By Charlotte Henry
I have always been protective over my brother – throughout my parent’s turbulent relationship we sought solace from one another and throughout the years of bullying he endured I sought to protect him, often turning up unexpected when my high school broke up early to confront his bullies in the school yard. Following his conviction, I was powerless to protect him and was tormented to the brink of insanity. I knew we had to change the law, but I just didn’t know how.
The law of joint enterprise as it stood at the time, was that to be convicted of murder as a principal offender (the one who dealt the fatal blow), the prosecution must prove that he intended to kill or commit at least very serious harm. However, for the secondary offender (the one who did strike the fatal blow or even necessarily physically or verbally assist or encourage the killing), would only need to foresee the possibility that another person would kill or commit at least very serious harm. It was this lack of intent which created the anomaly where it was easier to convict a secondary offender than the principal who actually struck the blow, wielded the knife, or pulled the trigger. This lesser culpability coupled with the fact that secondary offenders receive the same sentence as their principal counterparts, for us was an injustice worth fighting against.
Alongside other families from the campaign Joint Enterprise Not Guilty by Association (JENGbA) we began our fight against joint enterprise, appearing on television, radio and in print – we told Alex’s story far and wide in the hope of raising public awareness and ultimately achieving law reform. It was an article about Alex in Daily Mail’s You Magazine https://www.dailymail.co.uk/home/you/article-2743794/My-brother-not-murderer-How-one-woman-gave-fight-justice.html which unexpectedly resulted in something we had long resigned to the past – a diagnosis for Alex. The article described Alex’s emotional fragility, anxiety and depression, inability to cope with breaks in routine and excellent abilities in mathematics and chess. A reader then emailed us through Alex’s website (www.justiceforalexhenry.co.uk) and asked us if we had ever had Alex screened for autism. I showed my mother the email and we spent the following days avidly researching autism. We were astounded by the similarities – Alex could be autistic!
From that moment mum worked tirelessly to obtain an assessment. All the rejection and trauma suffered at the hands of hapless government bodies made her determined to obtain a private assessment for Alex – which was not an easy feat. After several rejections, it was ultimately the kindness and compassion of Professor Baron-Cohen who assessed Alex pro bono.
I’ll never forget the day we received the diagnosis. I felt sick and the world blurred, as mum with her phone shaking in her hand, read the email aloud. ‘Alex is autistic’ she read as the world span back sharply into focus – we had done it, finally we had an answer.
The Professor’s report described Alex as a very vulnerable young man who finds it hard conforming to social norms, planning, making good decisions, reading cues and understanding social situations – all of which can get him into trouble. He cannot easily interpret or predict the intentions of others in real time, particularly in fast-moving, spontaneous situations.
But this was only half the battle won, and wiping away the tears we set about a new task – showing the Court that with the theory of mind difficulties Alex suffers from, he could not have understood Ferguson’s intentions, he could not have predicted his behaviour and therefore he could not have foreseen the use of the knife – he was not guilty.

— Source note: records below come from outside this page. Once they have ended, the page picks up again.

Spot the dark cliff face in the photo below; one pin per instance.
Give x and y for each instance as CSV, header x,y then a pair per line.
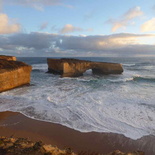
x,y
13,74
75,67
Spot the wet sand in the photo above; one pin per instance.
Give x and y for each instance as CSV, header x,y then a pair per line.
x,y
16,125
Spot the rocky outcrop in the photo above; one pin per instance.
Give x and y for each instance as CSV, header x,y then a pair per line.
x,y
75,67
4,57
13,74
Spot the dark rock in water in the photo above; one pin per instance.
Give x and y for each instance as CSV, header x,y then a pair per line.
x,y
75,67
13,73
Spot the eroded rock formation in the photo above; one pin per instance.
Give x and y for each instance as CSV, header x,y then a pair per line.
x,y
13,73
75,68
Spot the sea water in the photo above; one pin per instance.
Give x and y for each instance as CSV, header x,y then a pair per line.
x,y
122,103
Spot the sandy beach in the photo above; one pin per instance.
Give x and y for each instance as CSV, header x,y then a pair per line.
x,y
13,124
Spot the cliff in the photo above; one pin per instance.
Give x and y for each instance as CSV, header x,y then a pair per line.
x,y
75,67
13,74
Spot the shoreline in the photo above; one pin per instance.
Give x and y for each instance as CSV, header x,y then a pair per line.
x,y
14,124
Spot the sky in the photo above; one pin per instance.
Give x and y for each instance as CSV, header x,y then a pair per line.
x,y
77,28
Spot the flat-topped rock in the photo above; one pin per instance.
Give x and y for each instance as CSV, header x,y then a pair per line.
x,y
13,74
4,57
75,67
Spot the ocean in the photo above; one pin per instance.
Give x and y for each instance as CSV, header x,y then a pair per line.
x,y
123,104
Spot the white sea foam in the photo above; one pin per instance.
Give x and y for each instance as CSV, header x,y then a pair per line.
x,y
88,103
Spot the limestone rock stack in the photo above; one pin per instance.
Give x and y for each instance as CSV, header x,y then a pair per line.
x,y
13,73
75,67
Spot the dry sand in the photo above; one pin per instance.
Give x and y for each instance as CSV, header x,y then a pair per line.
x,y
14,124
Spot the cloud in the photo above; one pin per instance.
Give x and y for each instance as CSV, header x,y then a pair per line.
x,y
37,4
148,25
43,26
125,19
6,27
68,28
46,44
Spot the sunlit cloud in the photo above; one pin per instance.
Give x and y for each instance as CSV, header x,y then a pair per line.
x,y
126,19
148,25
37,4
38,44
6,27
68,28
43,26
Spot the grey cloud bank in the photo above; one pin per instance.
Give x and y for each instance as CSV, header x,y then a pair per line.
x,y
46,44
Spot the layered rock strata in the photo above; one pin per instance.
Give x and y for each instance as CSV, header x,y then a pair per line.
x,y
75,67
4,57
13,74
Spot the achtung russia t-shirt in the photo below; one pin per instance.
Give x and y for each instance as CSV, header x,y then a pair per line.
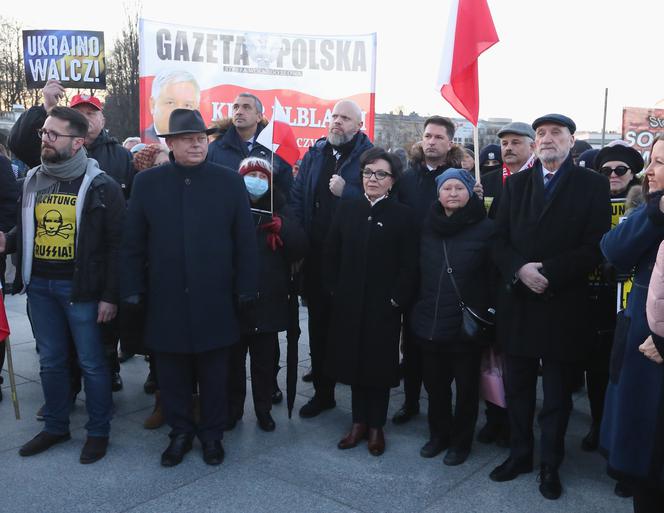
x,y
55,233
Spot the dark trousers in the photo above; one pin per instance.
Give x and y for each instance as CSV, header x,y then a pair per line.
x,y
370,405
412,370
261,348
177,375
520,389
597,374
439,370
648,500
319,306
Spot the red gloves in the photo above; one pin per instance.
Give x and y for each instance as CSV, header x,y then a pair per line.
x,y
273,228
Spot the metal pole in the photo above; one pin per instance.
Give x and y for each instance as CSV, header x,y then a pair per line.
x,y
12,380
606,101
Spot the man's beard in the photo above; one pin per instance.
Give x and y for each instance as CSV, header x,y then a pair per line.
x,y
336,139
54,156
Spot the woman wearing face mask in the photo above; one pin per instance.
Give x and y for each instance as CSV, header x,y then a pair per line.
x,y
281,242
632,430
620,164
370,265
456,235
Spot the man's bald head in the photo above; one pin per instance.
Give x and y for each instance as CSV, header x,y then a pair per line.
x,y
345,123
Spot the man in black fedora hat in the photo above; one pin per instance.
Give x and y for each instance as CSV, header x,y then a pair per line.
x,y
190,257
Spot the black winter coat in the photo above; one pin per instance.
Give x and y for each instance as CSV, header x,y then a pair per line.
x,y
190,247
370,258
563,233
98,244
271,313
436,314
106,150
229,150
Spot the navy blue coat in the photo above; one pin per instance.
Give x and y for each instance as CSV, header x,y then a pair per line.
x,y
436,314
304,188
229,150
632,434
190,247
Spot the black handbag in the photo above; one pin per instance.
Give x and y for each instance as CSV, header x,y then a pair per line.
x,y
476,328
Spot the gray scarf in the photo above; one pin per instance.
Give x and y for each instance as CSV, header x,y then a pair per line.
x,y
45,179
49,175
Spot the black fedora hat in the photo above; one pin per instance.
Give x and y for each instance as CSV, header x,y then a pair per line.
x,y
186,121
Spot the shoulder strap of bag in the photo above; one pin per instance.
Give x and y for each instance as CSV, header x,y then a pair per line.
x,y
451,275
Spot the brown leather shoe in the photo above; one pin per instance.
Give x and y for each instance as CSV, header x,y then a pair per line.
x,y
357,433
376,441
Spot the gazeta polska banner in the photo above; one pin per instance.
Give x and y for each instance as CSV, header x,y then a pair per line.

The leave to appeal against conviction was heard on the 14th and 15th June 2018, with the eminent Professor Baron-Cohen giving evidence for Alex’s defence. Fresh evidence, to be adduced on appeal must be fresh as in ‘reasonably not discoverable at trial’ and it must be capable of belief and relevant. It was the evidence of Baron-Cohen that since autism is an invisible disorder it is often overlooked my professionals and therefore was not necessarily discoverable at trial. It was capable of belief as Baron-Cohen, leading expert in the field was certain Alex was autistic. It was entirely relevant as it is very unlikely that Alex could have understood the intentions and motivations of Ferguson and therefore would not have foreseen the use of the knife and therefore is very unlikely to be guilty of the offence. The Crown on the other hand submitted that the diagnosis was not fresh as Alex’s legal team should have had Alex assessed prior to trial and it was also not capable of belief as my mother’s PhD in Psychology would have enabled her to ‘coach’ Alex in how to act autistic and because, in the prosecutors view, autistic people can’t laugh and Alex laughed with a co-defendant during a break in the proceedings.
On 11th August 2018 Alex’s permission to appeal was refused. Lord Thomas, Lady Hallet and Lord Goss agreed with the Crown, they knew more than Baron-Cohen in the field of autism – ‘At worst Henry suffered from mild mental illness’ [Grant Murray and others  EWCA Crim 1228 para 71.